The chamber is also backing other down-with-the-department Republicans, such as Rand Paul, the Senate nominee in Kentucky, who said during a debate that he expects to get lots of teacher support because his anti-NCLB stance is stronger than Jack Conway’s, his Democratic opponent. Conway wants to see the law tweaked.

Here’s what Paul had to say about the law during an October debate (you can watch the exchange on the lefty Huffington Post.)

“No Child Left Behind was a huge mistake, Republicans passed it. ... but it really went against our real philosophy. ... Interestingly, though the teachers hate it,” Paul said during a mid-October debate. And he said that teachers “often vote Democrat, but many teachers will hear that I’m opposed to No Child Left Behind and I’m opposed to Washington dictating what you do in your classrooms and I think we’ll actually get quite a bit of the teacher vote this time around.”
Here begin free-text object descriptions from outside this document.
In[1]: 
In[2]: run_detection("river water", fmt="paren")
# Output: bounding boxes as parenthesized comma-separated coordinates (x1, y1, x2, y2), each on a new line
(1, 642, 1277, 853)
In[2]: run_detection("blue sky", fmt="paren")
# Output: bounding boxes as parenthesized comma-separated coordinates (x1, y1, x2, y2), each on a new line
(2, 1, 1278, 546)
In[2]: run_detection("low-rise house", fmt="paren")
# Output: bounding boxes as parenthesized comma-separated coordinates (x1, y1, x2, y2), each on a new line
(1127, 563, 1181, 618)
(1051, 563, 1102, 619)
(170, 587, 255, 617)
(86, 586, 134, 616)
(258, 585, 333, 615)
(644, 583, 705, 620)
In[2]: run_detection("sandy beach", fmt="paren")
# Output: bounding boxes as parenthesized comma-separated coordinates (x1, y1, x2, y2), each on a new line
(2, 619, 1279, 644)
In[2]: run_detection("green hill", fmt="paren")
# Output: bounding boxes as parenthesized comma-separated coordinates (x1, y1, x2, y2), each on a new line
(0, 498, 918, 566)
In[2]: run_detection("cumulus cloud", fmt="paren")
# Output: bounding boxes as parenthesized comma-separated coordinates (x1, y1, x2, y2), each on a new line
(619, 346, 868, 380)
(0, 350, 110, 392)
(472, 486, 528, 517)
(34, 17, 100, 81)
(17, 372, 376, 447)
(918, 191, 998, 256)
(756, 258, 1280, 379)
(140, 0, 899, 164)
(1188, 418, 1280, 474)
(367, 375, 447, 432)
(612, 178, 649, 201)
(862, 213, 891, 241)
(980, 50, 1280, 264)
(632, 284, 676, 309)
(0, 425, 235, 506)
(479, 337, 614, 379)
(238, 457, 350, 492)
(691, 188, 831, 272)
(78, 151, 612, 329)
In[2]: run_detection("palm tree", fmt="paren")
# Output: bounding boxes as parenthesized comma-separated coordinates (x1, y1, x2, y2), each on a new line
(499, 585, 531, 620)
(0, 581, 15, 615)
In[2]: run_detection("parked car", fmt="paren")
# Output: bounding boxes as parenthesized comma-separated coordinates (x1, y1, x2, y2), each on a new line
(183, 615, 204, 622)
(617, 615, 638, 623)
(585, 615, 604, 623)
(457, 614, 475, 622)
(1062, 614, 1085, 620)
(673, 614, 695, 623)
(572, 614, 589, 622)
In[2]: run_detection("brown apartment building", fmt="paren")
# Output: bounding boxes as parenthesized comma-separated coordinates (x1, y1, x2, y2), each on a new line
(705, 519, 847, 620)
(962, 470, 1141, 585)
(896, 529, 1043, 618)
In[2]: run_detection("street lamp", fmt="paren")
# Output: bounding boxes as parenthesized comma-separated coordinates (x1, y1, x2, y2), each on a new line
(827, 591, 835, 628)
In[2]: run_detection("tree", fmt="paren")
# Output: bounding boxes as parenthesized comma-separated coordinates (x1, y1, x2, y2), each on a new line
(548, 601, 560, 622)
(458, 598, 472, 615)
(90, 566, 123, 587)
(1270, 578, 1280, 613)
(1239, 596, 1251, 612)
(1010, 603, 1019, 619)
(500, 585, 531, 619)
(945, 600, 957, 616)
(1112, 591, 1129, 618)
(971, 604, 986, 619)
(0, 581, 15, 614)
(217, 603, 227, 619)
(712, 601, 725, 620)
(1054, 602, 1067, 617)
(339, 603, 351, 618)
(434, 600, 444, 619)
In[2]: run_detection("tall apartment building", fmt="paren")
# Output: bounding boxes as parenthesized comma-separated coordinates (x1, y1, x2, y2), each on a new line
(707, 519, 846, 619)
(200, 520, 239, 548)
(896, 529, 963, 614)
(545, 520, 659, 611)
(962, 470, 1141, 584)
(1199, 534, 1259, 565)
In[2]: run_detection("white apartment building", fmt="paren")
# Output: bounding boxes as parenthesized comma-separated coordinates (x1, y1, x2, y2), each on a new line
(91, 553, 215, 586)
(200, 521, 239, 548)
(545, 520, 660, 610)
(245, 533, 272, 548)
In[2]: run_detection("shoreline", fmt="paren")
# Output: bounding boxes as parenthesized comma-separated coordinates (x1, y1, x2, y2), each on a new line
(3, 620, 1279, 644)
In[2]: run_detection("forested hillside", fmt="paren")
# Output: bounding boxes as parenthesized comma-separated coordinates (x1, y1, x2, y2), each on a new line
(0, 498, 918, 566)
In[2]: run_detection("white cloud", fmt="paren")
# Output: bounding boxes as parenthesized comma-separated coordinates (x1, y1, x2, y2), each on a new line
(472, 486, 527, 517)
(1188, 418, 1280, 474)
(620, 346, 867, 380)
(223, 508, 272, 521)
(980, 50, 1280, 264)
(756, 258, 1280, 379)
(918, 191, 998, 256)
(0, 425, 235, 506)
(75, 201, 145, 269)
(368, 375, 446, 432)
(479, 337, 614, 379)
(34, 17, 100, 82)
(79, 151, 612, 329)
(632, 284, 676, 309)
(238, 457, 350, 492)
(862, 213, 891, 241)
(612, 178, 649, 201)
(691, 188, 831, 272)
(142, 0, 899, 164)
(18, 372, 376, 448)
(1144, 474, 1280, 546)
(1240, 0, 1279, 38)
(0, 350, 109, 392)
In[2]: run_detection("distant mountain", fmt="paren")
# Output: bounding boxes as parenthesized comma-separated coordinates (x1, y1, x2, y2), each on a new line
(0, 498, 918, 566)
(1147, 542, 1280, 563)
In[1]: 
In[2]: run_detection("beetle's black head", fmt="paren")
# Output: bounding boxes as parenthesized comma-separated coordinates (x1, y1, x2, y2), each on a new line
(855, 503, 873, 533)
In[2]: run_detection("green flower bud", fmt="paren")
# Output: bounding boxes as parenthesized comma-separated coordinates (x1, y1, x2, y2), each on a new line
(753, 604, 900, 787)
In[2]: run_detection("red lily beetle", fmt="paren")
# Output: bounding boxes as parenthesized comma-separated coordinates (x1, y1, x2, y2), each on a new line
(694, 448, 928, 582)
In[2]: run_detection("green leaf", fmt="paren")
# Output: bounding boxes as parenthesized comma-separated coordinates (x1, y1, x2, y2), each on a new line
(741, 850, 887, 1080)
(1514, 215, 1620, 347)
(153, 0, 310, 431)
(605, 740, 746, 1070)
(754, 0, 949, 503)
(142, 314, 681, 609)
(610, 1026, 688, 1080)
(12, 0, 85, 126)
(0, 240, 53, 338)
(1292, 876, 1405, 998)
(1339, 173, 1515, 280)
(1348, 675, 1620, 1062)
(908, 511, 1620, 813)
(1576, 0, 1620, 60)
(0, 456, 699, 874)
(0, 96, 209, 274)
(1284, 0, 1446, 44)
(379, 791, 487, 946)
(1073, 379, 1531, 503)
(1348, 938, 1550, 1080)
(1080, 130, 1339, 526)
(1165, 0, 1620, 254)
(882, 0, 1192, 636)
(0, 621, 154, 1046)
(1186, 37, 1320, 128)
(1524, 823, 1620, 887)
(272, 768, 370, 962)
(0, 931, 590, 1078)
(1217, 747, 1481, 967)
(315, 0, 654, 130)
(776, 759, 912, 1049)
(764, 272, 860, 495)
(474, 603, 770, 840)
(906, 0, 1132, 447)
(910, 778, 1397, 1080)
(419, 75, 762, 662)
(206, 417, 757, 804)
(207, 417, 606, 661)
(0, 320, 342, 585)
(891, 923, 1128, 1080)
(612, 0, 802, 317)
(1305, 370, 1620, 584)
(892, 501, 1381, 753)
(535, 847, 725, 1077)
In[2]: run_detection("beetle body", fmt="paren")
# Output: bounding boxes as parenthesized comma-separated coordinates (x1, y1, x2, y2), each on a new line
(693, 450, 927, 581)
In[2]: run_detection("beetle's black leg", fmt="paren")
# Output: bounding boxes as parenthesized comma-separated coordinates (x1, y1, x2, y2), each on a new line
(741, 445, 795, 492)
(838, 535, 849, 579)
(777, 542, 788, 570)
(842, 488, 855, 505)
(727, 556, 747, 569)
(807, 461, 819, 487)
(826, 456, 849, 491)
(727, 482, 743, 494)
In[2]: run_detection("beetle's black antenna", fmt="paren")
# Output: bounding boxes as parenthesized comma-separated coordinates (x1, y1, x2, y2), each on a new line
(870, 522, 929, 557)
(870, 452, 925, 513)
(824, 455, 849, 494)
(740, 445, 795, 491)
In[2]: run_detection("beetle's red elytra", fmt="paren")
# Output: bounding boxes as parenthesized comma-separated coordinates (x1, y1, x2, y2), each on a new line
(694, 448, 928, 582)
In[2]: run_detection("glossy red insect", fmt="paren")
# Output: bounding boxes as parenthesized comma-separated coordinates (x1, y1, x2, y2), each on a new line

The chamber has also endorsed Virginia state Sen. Robert Hurt, who has also said that he wants to eliminate the U.S. Department of Education. Secretary of Education Arne Duncan has said he’ll campaign for Hurt’s opponent, Rep. Tom Perriello, D-Va., a close Obama ally who has tried to help shine a spotlight on rural schools.

Of course, the Chamber is also helping candidates who seem more likely to agree with its views on education, such as Rep. Mark Kirk, the Republican Senate nominee in Illinois, who tends to be pretty moderate on K-12 issues. (The chamber is running ads against his opponent, Alexi Giannoulias.)

My guess? I think education probably is really important to the Chamber, but, after doing a careful calculus, they decided that other things were more important, like revamping the new health care law, which they aren’t fans of.

Still, if folks like Bennet end up back in Congress, conversations with the chamber’s edu-lobbyists might get a little ... awkward.